Many Raptors acted unusually during and after that series in 2018. It was widely reported that team president Masai Ujiri went into Casey’s office after Game 3 to chew out the coach for not preparing his team better to defend James’ memorable game-winner over OG Anunoby, who is now a Knick. DeMar DeRozan, the Raptors’ leading scorer, widely respected across the league, was ejected for a flagrant foul on Cleveland’s Jordan Clarkson (another common link between then and now). Ultimately, those were DeRozan’s and Casey’s final on-court moments with the Raptors, with Ujiri firing the coach a week after the playoffs ended, oddly saying that even with the move, the Raptors were “celebrating” Casey. In July 2018, DeRozan went to San Antonio in the Kawhi Leonard trade.

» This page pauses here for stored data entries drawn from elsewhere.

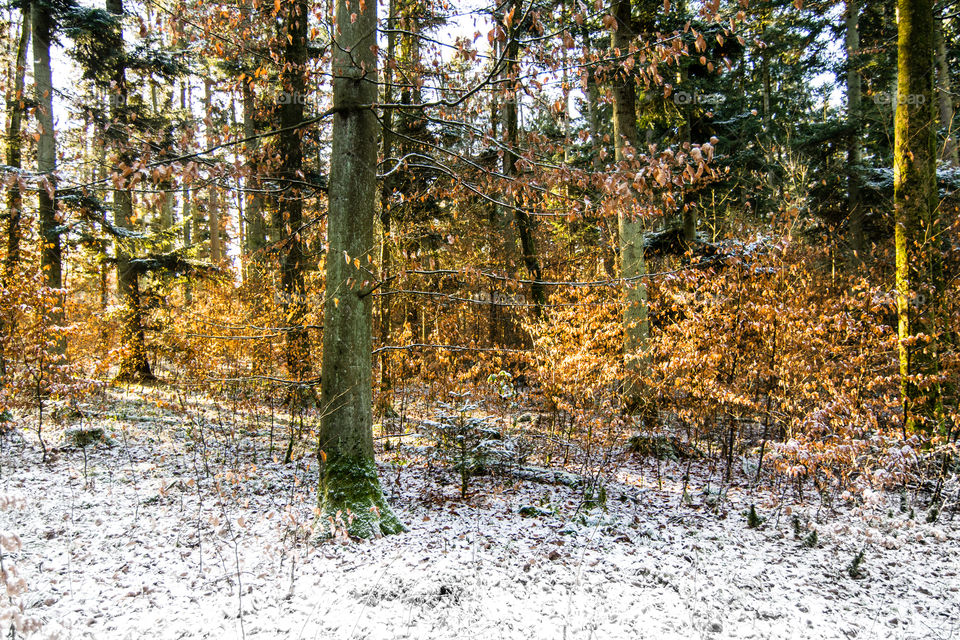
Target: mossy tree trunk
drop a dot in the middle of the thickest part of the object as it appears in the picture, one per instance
(213, 195)
(14, 158)
(51, 253)
(387, 188)
(292, 285)
(919, 261)
(350, 492)
(256, 238)
(134, 365)
(949, 152)
(636, 328)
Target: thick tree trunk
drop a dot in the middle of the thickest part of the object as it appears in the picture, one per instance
(919, 266)
(945, 97)
(291, 175)
(134, 365)
(349, 488)
(51, 255)
(854, 208)
(636, 328)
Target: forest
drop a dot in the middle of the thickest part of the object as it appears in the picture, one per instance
(492, 318)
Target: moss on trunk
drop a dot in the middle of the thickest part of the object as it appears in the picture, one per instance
(351, 499)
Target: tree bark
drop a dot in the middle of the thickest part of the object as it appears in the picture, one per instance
(134, 365)
(213, 196)
(919, 266)
(349, 488)
(51, 254)
(854, 208)
(510, 157)
(386, 194)
(256, 236)
(636, 328)
(293, 79)
(945, 97)
(15, 107)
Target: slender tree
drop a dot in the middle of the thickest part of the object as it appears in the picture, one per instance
(293, 94)
(949, 151)
(919, 261)
(349, 488)
(134, 365)
(636, 328)
(15, 108)
(854, 117)
(51, 254)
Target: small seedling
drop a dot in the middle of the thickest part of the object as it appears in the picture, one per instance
(753, 520)
(854, 569)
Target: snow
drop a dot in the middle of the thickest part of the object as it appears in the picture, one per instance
(174, 535)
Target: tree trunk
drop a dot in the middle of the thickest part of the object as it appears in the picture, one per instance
(134, 365)
(511, 141)
(187, 209)
(386, 194)
(919, 267)
(349, 488)
(256, 238)
(213, 196)
(945, 97)
(636, 328)
(51, 256)
(15, 106)
(854, 208)
(293, 79)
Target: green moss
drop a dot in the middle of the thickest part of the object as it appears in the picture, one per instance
(351, 500)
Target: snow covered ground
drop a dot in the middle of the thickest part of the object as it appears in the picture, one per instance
(168, 535)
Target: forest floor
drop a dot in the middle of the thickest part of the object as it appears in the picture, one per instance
(174, 532)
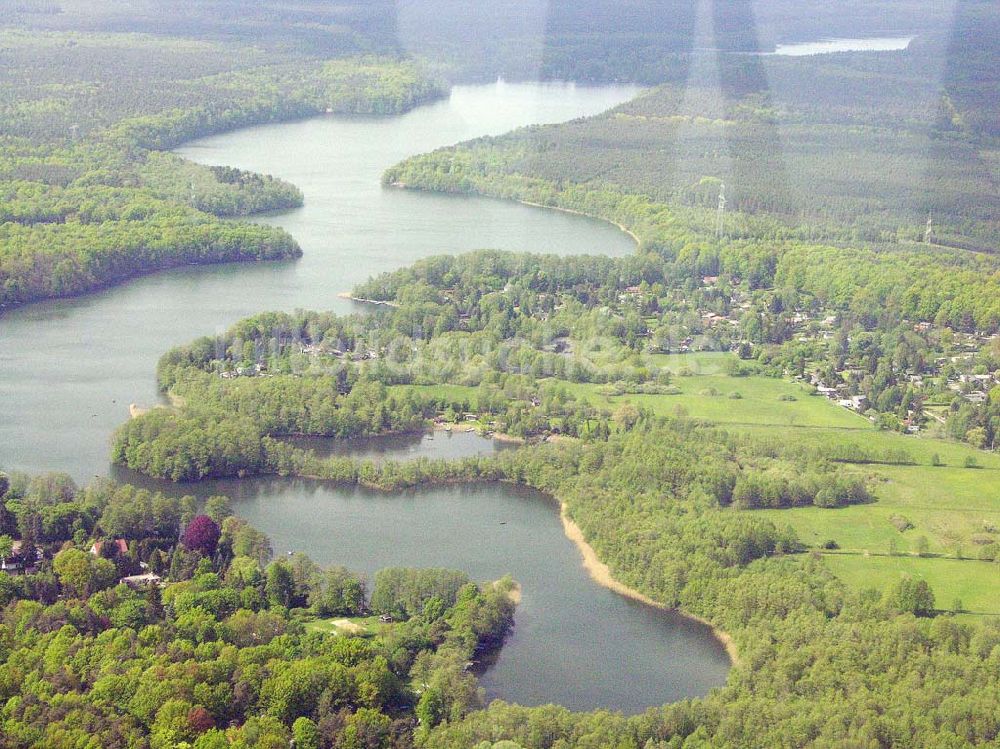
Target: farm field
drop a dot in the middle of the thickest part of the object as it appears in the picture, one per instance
(944, 511)
(340, 625)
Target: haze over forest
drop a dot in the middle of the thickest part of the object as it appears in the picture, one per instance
(503, 375)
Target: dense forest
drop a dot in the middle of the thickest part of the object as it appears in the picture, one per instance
(858, 148)
(130, 618)
(148, 621)
(87, 196)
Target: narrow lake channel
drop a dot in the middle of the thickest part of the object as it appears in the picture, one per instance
(69, 369)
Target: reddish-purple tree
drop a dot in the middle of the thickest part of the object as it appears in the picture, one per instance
(201, 534)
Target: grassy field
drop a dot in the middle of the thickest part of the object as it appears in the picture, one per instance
(947, 511)
(340, 625)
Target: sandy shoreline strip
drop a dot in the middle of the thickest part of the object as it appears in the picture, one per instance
(585, 215)
(361, 300)
(600, 573)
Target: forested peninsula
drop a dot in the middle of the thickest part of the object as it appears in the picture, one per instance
(781, 415)
(676, 466)
(88, 197)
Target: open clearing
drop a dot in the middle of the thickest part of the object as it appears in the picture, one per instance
(948, 511)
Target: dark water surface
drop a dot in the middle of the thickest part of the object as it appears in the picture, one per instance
(574, 643)
(69, 369)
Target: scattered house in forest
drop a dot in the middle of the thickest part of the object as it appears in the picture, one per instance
(142, 582)
(121, 543)
(16, 564)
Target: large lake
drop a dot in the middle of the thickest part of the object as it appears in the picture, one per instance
(70, 368)
(574, 643)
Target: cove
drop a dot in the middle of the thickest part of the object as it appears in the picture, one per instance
(574, 643)
(70, 368)
(828, 46)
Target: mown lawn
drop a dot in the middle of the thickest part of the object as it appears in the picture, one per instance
(342, 625)
(975, 584)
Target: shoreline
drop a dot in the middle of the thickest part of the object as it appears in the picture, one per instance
(463, 426)
(361, 300)
(575, 212)
(601, 574)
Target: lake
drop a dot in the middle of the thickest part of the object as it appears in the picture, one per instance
(826, 46)
(70, 368)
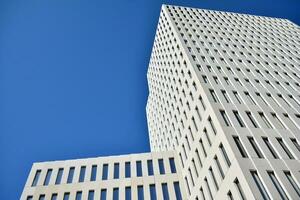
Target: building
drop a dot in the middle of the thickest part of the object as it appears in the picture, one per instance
(224, 106)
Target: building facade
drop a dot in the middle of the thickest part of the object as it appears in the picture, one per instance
(223, 116)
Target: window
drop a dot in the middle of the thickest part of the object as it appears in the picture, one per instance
(54, 197)
(103, 194)
(161, 166)
(128, 193)
(94, 173)
(71, 174)
(271, 149)
(238, 118)
(177, 191)
(150, 167)
(42, 197)
(260, 185)
(152, 192)
(172, 165)
(240, 146)
(165, 191)
(139, 171)
(277, 185)
(127, 170)
(225, 118)
(239, 188)
(78, 195)
(252, 119)
(267, 123)
(255, 147)
(294, 141)
(292, 182)
(36, 177)
(214, 96)
(82, 174)
(284, 147)
(116, 194)
(277, 120)
(225, 156)
(225, 96)
(59, 176)
(140, 192)
(66, 196)
(105, 172)
(116, 170)
(48, 176)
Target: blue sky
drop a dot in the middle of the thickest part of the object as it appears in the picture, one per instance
(73, 77)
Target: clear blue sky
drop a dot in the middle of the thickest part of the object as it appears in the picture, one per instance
(73, 77)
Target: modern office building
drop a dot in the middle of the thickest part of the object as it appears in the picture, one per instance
(223, 116)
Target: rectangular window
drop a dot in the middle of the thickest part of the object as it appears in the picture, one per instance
(277, 185)
(161, 166)
(239, 188)
(270, 147)
(260, 185)
(252, 119)
(284, 147)
(225, 118)
(59, 176)
(66, 196)
(219, 167)
(250, 99)
(116, 194)
(103, 194)
(225, 96)
(238, 118)
(292, 182)
(150, 167)
(54, 197)
(165, 191)
(78, 195)
(277, 120)
(240, 146)
(128, 193)
(116, 170)
(225, 156)
(42, 197)
(294, 141)
(140, 192)
(48, 176)
(105, 172)
(236, 95)
(36, 177)
(127, 170)
(152, 192)
(71, 174)
(93, 173)
(139, 171)
(214, 96)
(177, 190)
(82, 174)
(267, 123)
(255, 147)
(172, 165)
(213, 178)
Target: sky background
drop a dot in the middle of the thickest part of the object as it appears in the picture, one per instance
(73, 77)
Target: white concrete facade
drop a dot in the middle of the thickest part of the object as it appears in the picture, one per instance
(224, 95)
(224, 105)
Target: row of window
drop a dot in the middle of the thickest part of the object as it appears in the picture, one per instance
(116, 172)
(116, 193)
(268, 145)
(282, 192)
(275, 119)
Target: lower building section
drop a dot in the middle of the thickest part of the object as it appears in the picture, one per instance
(134, 176)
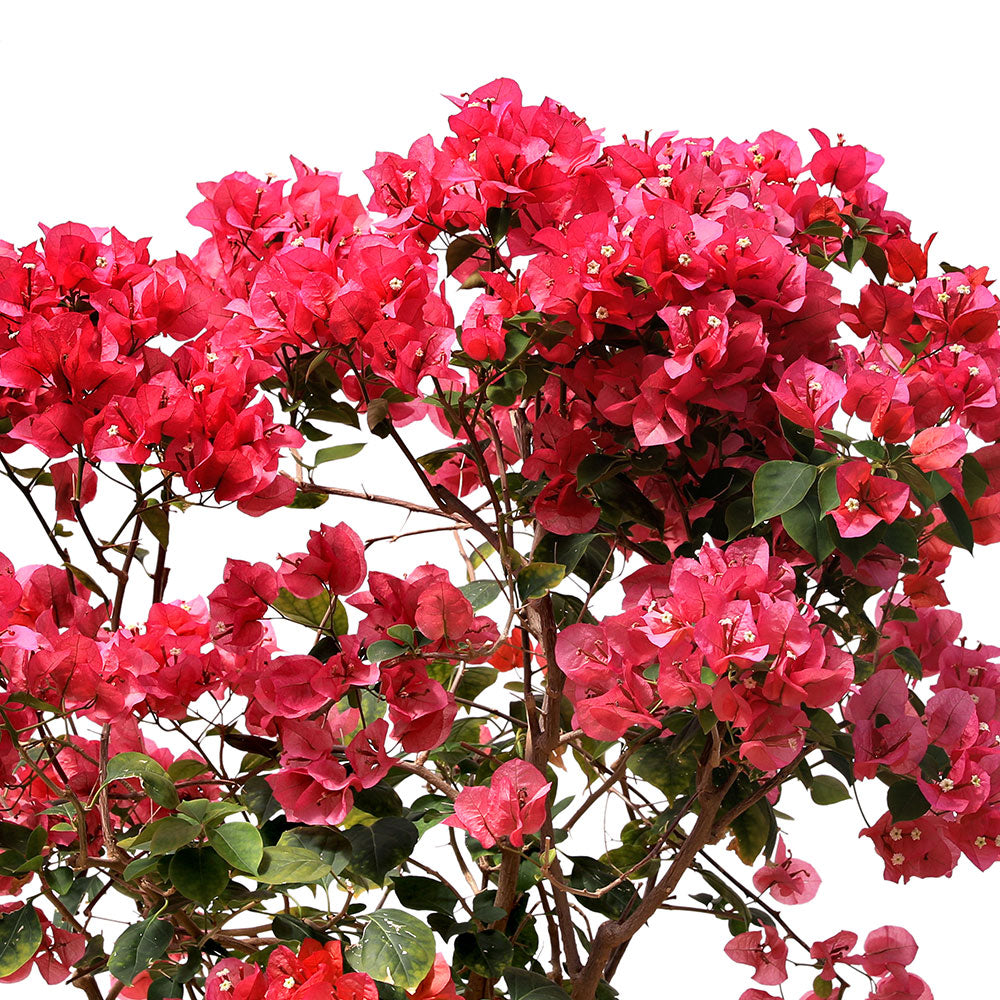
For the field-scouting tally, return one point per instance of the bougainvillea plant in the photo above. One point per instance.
(704, 506)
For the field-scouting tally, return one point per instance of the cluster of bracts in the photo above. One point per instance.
(676, 297)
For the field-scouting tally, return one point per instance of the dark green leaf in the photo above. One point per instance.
(155, 781)
(172, 833)
(808, 528)
(481, 593)
(485, 952)
(329, 844)
(460, 250)
(291, 866)
(338, 452)
(780, 486)
(378, 849)
(308, 500)
(905, 801)
(975, 481)
(952, 509)
(313, 612)
(826, 790)
(141, 944)
(538, 578)
(198, 873)
(418, 892)
(239, 844)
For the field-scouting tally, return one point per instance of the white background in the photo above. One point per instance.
(112, 111)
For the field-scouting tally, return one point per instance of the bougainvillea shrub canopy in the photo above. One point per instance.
(704, 502)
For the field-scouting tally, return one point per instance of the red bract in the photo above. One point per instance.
(335, 559)
(788, 879)
(939, 448)
(866, 499)
(512, 806)
(765, 951)
(642, 380)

Obviously, the Leonard trade sprung from a unique situation, and the Raptors benefited from plenty of luck on their way to winning the title the next year, including James finally leaving for the Western Conference in the offseason. There is no saying similar avenues will be available to the Cavaliers this offseason, while the Cavs have already committed to keeping Atkinson. Still, it took being thoroughly embarrassed on the court for the Raptors to truly reckon with their shortcomings.
And before they really looked in the mirror, members of the Raptors said and did some pretty regrettable things to try to save face, to make sense of all of the failure. The Cavaliers can only hope for a similar payoff.